Judge backs NC prison staffers being required to use hand-held cameras
Published 12:00 am Friday, March 28, 2014
RALEIGH (AP) — A federal judge agreed Thursday with an outside expert who recommends that North Carolina Central Prison staffers should use hand-held cameras to record how some prisoners are treated by guards after force is used to subdue the inmates.
U.S. District Court Judge Terrence Boyle signed an order related to a lawsuit by prisoners alleging they had been physically abused by correctional officers within the maximum-security prison’s unit for disciplined inmates. The state denies such abuse occurred.

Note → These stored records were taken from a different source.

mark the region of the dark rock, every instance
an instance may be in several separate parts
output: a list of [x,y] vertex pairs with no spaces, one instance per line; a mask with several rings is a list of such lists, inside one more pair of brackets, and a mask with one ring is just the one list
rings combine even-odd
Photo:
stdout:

The expert, a former corrections administrator, visited the Raleigh prison to recommend how safety could be improved inside the unit while the lawsuit is heard. The changes would go above and beyond recent video security-system upgrades within Unit One.

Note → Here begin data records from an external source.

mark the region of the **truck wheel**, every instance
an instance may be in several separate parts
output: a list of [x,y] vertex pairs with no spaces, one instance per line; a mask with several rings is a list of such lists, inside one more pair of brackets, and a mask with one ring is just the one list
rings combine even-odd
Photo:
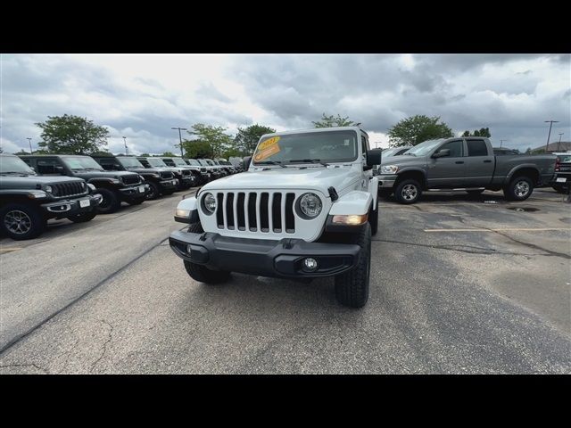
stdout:
[[16,241],[37,238],[46,229],[46,219],[36,207],[9,203],[0,210],[0,229]]
[[147,201],[157,199],[161,194],[161,188],[159,187],[159,185],[153,181],[147,181],[146,184],[149,185],[150,190],[149,193],[146,193],[145,199]]
[[368,213],[368,222],[371,225],[371,235],[375,236],[378,230],[378,199],[377,200],[377,210],[373,210],[373,207],[371,207]]
[[517,177],[504,187],[503,194],[508,201],[525,201],[534,192],[534,182],[528,177]]
[[75,214],[73,216],[68,217],[68,220],[71,220],[74,223],[85,223],[87,221],[93,220],[97,215],[97,210],[93,209],[89,212],[82,212],[80,214]]
[[103,198],[97,206],[97,212],[99,214],[111,214],[120,208],[121,201],[115,192],[101,187],[95,189],[95,193],[101,194]]
[[371,226],[368,223],[361,228],[352,243],[360,245],[355,268],[335,276],[337,301],[350,308],[362,308],[368,299],[368,282],[371,266]]
[[414,203],[422,194],[420,184],[417,180],[402,180],[394,189],[394,197],[400,203]]
[[[202,234],[204,232],[203,225],[198,223],[193,223],[188,226],[188,232],[194,234]],[[204,284],[220,284],[230,277],[230,272],[227,270],[211,270],[203,265],[198,265],[191,261],[184,260],[185,268],[188,276],[194,281]]]

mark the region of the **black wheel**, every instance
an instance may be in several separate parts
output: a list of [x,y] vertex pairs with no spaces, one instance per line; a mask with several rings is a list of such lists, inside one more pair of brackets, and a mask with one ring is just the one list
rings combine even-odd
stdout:
[[81,212],[79,214],[70,216],[68,217],[68,219],[71,220],[74,223],[85,223],[86,221],[93,220],[96,215],[97,215],[97,210],[94,208],[89,212]]
[[161,194],[161,188],[159,187],[159,185],[153,181],[147,181],[146,184],[149,185],[150,189],[149,193],[146,193],[146,196],[145,196],[145,199],[147,199],[148,201],[157,199]]
[[[188,232],[194,234],[202,234],[204,232],[203,225],[199,223],[193,223],[188,226]],[[194,281],[204,284],[220,284],[230,277],[230,272],[227,270],[211,270],[203,265],[192,263],[190,261],[184,260],[185,268],[188,276]]]
[[32,205],[9,203],[0,210],[0,228],[12,239],[23,241],[39,236],[46,229],[46,219]]
[[508,201],[525,201],[534,192],[534,182],[528,177],[517,177],[504,187],[503,194]]
[[97,212],[99,214],[111,214],[120,208],[121,201],[115,192],[101,187],[95,189],[95,193],[101,194],[103,198],[97,206]]
[[377,231],[378,230],[378,199],[377,200],[377,210],[373,210],[371,207],[371,210],[368,213],[368,222],[371,225],[371,235],[375,236],[377,235]]
[[350,308],[362,308],[368,299],[371,267],[371,226],[368,223],[355,235],[353,243],[360,245],[355,268],[335,276],[337,301]]
[[402,180],[394,189],[394,197],[400,203],[414,203],[421,194],[420,184],[410,178]]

The Department of Public Safety, which includes the state prison system, and attorneys for the prisoners agreed with four recommendations, but department representatives said a fifth — the hand-held camera requirement — was overly burdensome.
Central Prison Warden Carlton Joyner “theorized” last week in a court hearing the policy change could cost millions of dollars, in part due to training, the order said. But “it was unclear to the court how Warden Joyner arrived at this calculation, and it was not substantiated with any evidence or documentation,” Boyle wrote in overruling this and other objections by the state.
The judge said he would issue a preliminary injunction ordering the hand-held camera requirement if the state didn’t comply voluntarily.
In a statement, state public safety Secretary Frank Perry said late Thursday his “department respects the court’s decision and will carry out its orders.”
Boyle pointed out the prison expert wrote such cameras are already used by prison personnel. The cameras are available to Unit One staff to record “anticipated” incidents of guards using force to subdue a prisoner, according to a lawyer for the prisoners who are suing. The recommendation would apply to “unanticipated” incidents requiring force and would cover areas where fixed cameras can’t cover.
“Using hand-held cameras is a low-cost, common sense solution,” Elizabeth Simpson, the prisoners’ attorney, wrote in an email. “The policy has been used successfully in other state prisons because officers and inmates both behave better when they know they are being filmed.”
Other recommended changes by the expert included installing additional cameras in Unit One and keeping a written maintenance schedule on the cameras’ upkeep.